'Of Course They Have No Money': Kasatkina Slams WTA Over Weird Rule

'Of Course They Have No Money': Kasatkina Slams WTA Over Weird Rule

by Kadir Macar

Daria Kasatkina is one outspoken tennis player as the Russian doesn't mind sharing her opinion even on controversial matters.

The Russian demonstrated it in many ways and quite recently too. She voiced her opinion on Saudi Arabia entering tennis by clearly stating that she doesn't care for money as much as some others do, which garnered some criticism from Nick Kyrgios, who publicly backed the move because of the money influx.

She's also been quite vocal in her opposition to the Russian invasion of Ukraine, even accepting the Wimbledon ban as opposed to most of her countrymen who tried to fight it or contest it. She has now voiced her thoughts on some other things regarding the WTA, criticizing some of their moves.

Speaking in a Youtube episode of her girlfriend, Kasatkina, who was in Palermo this week competing at the Ladies Open there, blasted the WTA's policy of having only one Top 10 player playing in the lowest tier of events (250s), in only two tournaments per year.
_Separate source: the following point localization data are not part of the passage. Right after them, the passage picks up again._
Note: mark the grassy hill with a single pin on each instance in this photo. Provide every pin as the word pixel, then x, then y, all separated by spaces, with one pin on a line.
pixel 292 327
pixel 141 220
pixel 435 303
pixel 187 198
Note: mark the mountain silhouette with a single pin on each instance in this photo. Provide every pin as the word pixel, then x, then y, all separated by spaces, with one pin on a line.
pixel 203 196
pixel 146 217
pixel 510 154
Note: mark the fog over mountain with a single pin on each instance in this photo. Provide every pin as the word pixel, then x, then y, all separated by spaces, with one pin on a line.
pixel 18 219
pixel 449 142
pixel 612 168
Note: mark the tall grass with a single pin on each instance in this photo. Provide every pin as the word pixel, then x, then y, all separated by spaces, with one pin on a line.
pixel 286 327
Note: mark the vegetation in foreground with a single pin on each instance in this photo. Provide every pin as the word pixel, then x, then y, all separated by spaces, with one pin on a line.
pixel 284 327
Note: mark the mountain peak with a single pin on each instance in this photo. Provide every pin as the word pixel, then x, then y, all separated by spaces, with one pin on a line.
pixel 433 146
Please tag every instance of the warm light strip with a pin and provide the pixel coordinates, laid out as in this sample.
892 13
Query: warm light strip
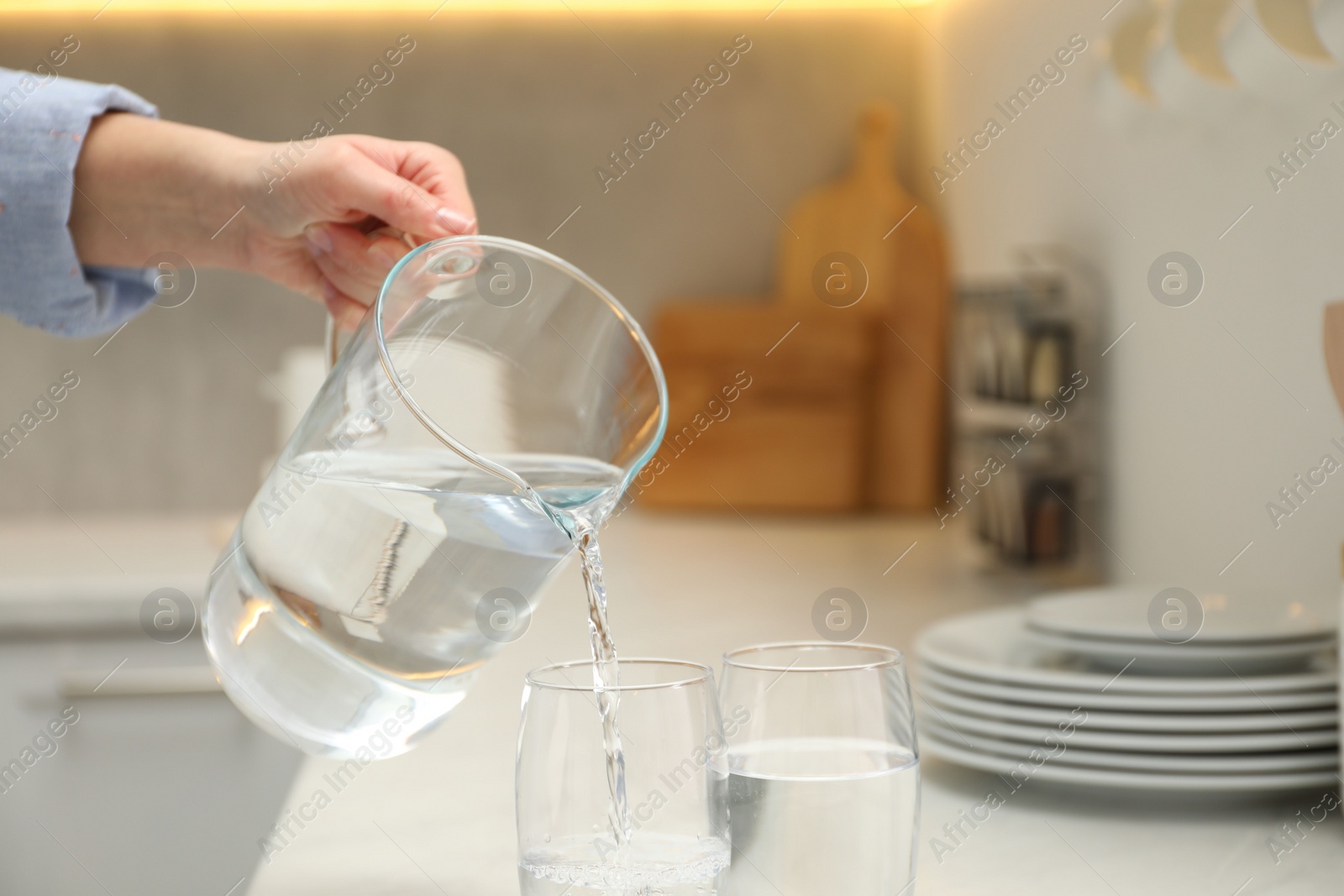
441 7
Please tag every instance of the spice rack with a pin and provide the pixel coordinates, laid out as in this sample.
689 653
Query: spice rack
1027 449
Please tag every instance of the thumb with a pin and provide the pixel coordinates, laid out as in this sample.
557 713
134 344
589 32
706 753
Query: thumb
373 190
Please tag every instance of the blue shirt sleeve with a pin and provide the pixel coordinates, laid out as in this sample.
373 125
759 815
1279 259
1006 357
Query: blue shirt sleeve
44 121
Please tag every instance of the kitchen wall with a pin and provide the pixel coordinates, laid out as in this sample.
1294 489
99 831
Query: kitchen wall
1216 406
174 412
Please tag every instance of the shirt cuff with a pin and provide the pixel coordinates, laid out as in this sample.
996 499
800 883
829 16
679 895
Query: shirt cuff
44 121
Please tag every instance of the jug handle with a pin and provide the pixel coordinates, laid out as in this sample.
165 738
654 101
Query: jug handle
333 338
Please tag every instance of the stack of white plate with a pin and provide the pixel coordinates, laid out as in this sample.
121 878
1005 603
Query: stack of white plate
1175 631
1000 698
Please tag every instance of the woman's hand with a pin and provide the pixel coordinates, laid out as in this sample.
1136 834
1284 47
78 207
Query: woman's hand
312 217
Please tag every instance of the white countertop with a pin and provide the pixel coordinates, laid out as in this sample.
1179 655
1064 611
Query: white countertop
440 820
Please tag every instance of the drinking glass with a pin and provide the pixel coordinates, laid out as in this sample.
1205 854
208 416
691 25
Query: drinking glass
492 401
823 770
675 783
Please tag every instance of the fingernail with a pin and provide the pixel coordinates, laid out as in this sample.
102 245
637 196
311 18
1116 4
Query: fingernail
318 238
456 222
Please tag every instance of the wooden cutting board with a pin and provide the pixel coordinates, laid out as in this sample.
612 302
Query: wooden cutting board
1334 331
768 409
864 248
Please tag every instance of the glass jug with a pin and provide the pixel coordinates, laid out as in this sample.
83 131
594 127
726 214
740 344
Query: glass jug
494 399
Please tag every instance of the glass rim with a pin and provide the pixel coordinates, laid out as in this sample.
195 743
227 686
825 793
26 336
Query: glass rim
882 656
427 421
703 674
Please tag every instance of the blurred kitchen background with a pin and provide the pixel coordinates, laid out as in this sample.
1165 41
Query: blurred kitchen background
1035 253
1210 410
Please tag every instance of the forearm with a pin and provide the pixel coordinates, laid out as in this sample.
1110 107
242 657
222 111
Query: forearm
145 186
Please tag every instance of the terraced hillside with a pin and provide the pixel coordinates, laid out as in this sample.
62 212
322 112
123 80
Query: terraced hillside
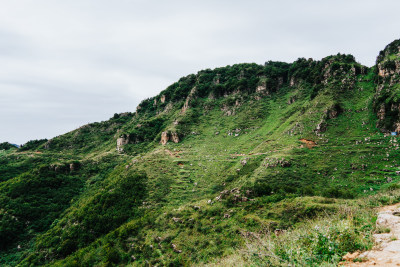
213 170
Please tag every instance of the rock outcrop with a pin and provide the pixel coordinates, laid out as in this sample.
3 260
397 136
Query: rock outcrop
123 140
167 136
174 137
188 99
387 104
164 138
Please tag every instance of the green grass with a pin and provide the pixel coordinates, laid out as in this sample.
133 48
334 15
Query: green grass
217 196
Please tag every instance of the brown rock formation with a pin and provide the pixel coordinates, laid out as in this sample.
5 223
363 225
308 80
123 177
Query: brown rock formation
164 138
121 142
174 137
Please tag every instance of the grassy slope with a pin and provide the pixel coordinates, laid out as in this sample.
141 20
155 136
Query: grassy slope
150 205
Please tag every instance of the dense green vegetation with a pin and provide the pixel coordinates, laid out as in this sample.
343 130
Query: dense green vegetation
300 148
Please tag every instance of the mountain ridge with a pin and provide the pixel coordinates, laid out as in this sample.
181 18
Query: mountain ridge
214 160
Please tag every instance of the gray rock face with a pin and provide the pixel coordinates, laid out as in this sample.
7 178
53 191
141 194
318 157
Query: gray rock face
164 138
174 137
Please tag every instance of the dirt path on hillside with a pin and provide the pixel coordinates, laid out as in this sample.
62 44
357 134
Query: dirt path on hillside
387 245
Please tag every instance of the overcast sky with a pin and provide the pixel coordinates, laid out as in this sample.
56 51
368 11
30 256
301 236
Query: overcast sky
67 63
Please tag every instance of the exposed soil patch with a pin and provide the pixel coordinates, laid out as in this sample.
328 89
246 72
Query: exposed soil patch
309 143
387 245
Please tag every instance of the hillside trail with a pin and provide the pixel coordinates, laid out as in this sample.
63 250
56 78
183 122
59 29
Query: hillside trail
386 251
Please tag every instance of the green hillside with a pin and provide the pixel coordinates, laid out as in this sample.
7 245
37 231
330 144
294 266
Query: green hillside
275 164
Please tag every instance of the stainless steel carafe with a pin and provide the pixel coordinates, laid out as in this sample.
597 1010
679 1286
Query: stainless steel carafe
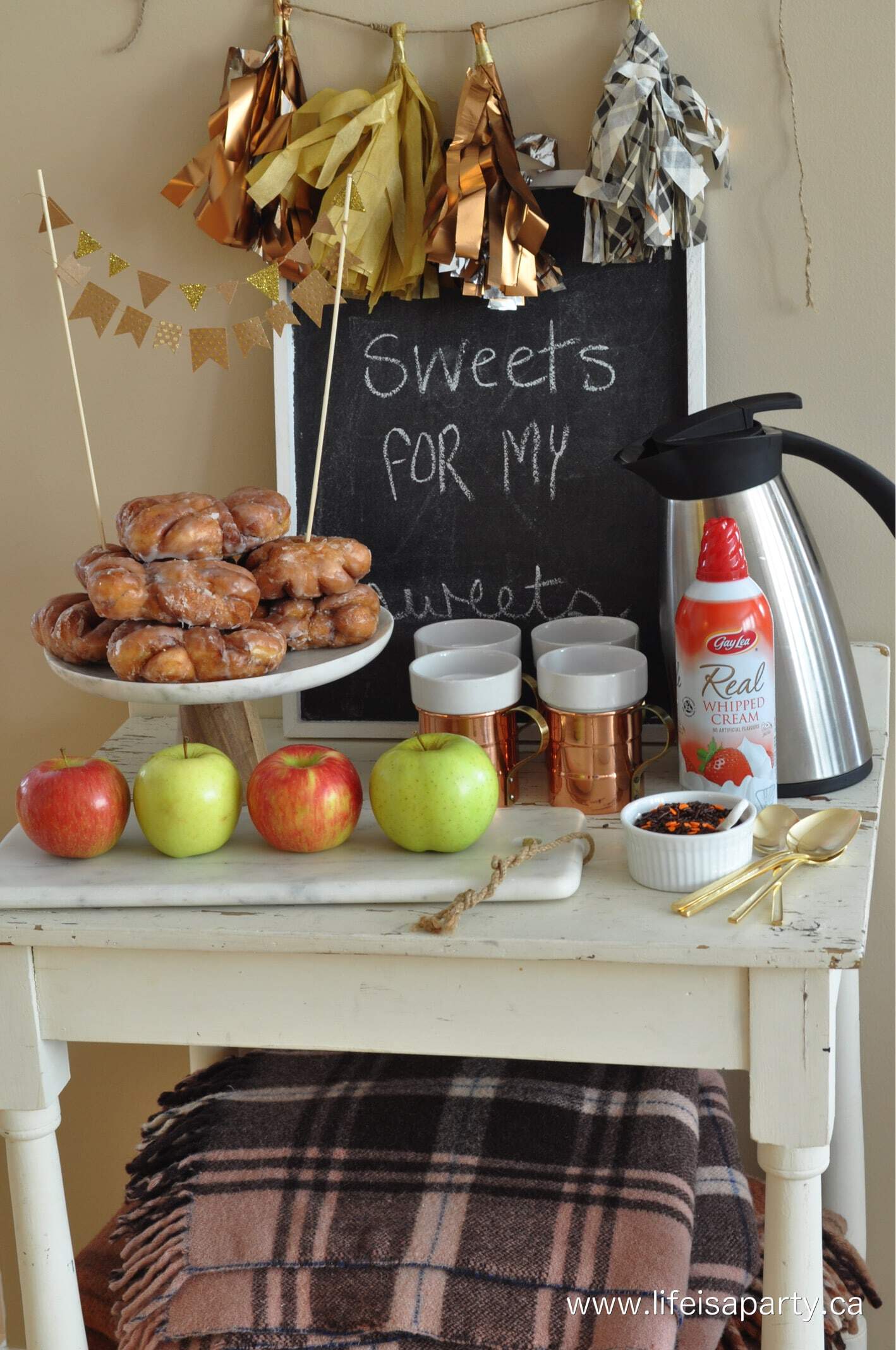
722 462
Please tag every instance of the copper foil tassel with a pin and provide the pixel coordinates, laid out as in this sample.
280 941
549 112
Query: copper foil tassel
261 92
487 226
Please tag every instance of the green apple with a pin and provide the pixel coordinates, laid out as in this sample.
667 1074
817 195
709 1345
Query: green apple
188 800
435 791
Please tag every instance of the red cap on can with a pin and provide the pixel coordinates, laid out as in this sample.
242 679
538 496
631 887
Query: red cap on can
722 558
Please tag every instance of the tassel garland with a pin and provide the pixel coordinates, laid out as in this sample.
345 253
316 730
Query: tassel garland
258 99
389 142
487 229
645 179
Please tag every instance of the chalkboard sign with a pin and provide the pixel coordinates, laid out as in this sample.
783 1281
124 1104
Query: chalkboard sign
471 450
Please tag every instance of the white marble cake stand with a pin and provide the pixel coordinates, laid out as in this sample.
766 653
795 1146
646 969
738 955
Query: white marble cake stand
217 712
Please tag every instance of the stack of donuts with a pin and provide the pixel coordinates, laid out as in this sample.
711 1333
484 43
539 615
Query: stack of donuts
202 589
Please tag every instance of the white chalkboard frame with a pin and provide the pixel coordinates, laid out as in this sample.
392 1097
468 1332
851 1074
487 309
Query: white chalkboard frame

Here at WTA 250 top 10 players are not allowed at all. There are very strict rules about how many WTA 250 top 10 players can play. That's why it is very difficult for these tournaments to survive. I just don't understand these stupid rules. They are only in WTA, not in ATP. In WTA, forbidden to play WTA 250 for the top 10, only 2 per year, maximum.

I don't understand how do these tournaments make money if they can't invite any top famous players. So they say that 250 category tournaments have no money. Of course, they have no money, they can't generate it. They don't help them.

Kasatkina has a fair point though the other side of that is that most top players wouldn't even want to play too many of those events. It's certainly not ideal for those events that struggle to operate on a profit because the more profit they generate, the more will come back to the players.

It's part of the wider prize money debate, something which isn't feasible for most events that barely operate at a profit, especially on the WTA Tour.